- Sears Holdings se declaró en bancarrota bajo el Capítulo 11 ayer lunes en la mañana, cayendo sus acciones a más del 23%. Hoy se recuperaron un 36%. Pero su valor está en mínimos históricos, lejos de los US$ 122 que alcanzó en 2007.
- El emblemático minorista estadounidense cerrará 142 tiendas a fin de año y, al menos por ahora, no está claro de qué forma esto afectará a su plantilla laboral integrada por 89.000 empleados. Eddie Lampert dejará su puesto de CEO pero seguirá siendo presidente.
Nueva York, EE.UU. 16 octubre, 2018. Las acciones de Sears Holdings cotizaron a la baja más del 23% el lunes, alcanzando un mínimo histórico de US$ 0,28 cada una, después de que la empresa se declarara en quiebra el lunes en la mañana temprano.
El emblemático minorista estadounidense, cuyas ventas se han reducido a la mitad desde 2014, anunció que cerraría 142 tiendas antes de fin de año y que el CEO Eddie Lampert dimitiría.
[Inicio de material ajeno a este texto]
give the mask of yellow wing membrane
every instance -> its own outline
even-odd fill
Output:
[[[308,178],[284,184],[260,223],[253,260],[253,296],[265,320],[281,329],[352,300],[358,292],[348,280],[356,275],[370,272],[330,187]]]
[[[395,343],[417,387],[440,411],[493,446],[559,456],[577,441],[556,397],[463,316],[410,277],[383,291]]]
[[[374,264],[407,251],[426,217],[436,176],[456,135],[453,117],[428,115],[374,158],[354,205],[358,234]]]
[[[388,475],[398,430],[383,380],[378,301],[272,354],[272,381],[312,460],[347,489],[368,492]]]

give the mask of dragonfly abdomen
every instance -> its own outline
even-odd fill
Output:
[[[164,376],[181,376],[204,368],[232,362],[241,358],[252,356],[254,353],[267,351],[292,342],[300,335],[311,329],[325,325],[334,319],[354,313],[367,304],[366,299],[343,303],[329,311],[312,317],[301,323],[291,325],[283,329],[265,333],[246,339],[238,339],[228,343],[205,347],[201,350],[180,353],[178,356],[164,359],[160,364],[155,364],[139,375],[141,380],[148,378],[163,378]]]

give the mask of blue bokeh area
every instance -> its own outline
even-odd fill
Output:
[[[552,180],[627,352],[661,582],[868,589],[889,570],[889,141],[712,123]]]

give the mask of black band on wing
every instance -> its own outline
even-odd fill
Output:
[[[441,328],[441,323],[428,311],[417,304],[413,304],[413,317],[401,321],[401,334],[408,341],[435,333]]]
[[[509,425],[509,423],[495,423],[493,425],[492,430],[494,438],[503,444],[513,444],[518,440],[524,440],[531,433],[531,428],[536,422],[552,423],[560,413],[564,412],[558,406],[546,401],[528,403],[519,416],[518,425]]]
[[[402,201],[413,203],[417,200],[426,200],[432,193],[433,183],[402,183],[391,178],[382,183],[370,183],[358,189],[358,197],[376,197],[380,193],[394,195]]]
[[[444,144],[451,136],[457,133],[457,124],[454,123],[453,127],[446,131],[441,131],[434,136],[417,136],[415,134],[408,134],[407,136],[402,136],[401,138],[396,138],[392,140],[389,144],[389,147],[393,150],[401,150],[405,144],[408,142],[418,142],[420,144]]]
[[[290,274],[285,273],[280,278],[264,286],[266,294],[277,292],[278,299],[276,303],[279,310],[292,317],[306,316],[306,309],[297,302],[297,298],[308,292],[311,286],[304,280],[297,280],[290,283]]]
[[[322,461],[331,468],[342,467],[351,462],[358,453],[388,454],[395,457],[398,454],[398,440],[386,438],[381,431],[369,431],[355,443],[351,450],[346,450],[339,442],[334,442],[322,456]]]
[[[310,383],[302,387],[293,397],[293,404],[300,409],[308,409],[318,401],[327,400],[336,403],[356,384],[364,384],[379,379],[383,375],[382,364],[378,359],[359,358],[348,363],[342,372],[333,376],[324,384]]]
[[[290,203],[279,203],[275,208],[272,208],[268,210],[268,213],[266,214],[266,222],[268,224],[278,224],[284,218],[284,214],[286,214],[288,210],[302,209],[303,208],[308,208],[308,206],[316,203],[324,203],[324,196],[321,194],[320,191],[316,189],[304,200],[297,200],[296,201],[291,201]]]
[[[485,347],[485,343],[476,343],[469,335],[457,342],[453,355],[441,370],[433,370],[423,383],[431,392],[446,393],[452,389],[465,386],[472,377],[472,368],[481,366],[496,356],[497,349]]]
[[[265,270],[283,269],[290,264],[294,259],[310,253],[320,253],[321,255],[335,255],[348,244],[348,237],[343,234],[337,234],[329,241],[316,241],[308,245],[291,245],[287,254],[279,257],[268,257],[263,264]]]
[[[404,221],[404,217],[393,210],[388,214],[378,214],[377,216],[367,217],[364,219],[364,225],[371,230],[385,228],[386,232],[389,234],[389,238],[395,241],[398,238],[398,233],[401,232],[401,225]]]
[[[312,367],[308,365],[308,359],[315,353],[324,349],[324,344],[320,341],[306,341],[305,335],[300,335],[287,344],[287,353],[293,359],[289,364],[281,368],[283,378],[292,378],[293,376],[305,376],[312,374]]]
Lampert seguirá siendo el presidente de la empresa.
“En los últimos años, hemos trabajado duro para transformar nuestro negocio y desbloquear el valor de nuestros activos”, dijo Lampert.
“Si bien hemos progresado, el plan aún no ha dado los resultados deseados, y abordar las necesidades inmediatas de liquidez de la compañía ha impactado nuestros esfuerzos para convertirnos en un minorista rentable y más competitivo”.
Después de superar los US$ 122 por acción en 2007, las acciones de Sears han perdido casi todo su valor, ya que ha tenido que hacer frente a cambios en el gasto de los consumidores y al aumento del comercio electrónico, entre otras cosas.

La empresa con más de 130 años – un día después de declararse en bancarrota – recibió la aprobación para acceder a un préstamo de US$ 300 millones para mantenerse a flote durante la bancarrota.
Las ventas de la compañía durante el año fiscal de 2017 fueron menores a US$ 17.000 millones, monto que se quedó muy por debajo de los US$ 40.000 millones obtenidos cinco años antes.
Sears se une a la lista de empresas que han sido condenadas por el avance de la tecnología. Este año, la juguetería Toys R Us bajó la persiana de todas sus tiendas en Estados Unidos tras 70 años de operaciones, a causa de las deudas y el comercio online.
“El cambio en los hábitos de compra y la penetración de la tecnología ha propiciado un auge en el comercio electrónico que comienza a rebasar a los minoristas tradicionales y amenaza con extinguirlos si estos no se reinventan”, dijo Angel Méndez, especialista de la Facultad de Negocios de la Universidad La Salle.
La otra cada de la moneda: Amazon acaba de disparar un cañonazo elevando su salario mínimo a US$ 15 por hora, demostrando a los minoristas tradicionales -muchos de los cuales apenas pagan US$ 10 por hora a sus trabajadores- que lo está haciendo lo suficientemente bien como para permitirse el aumento.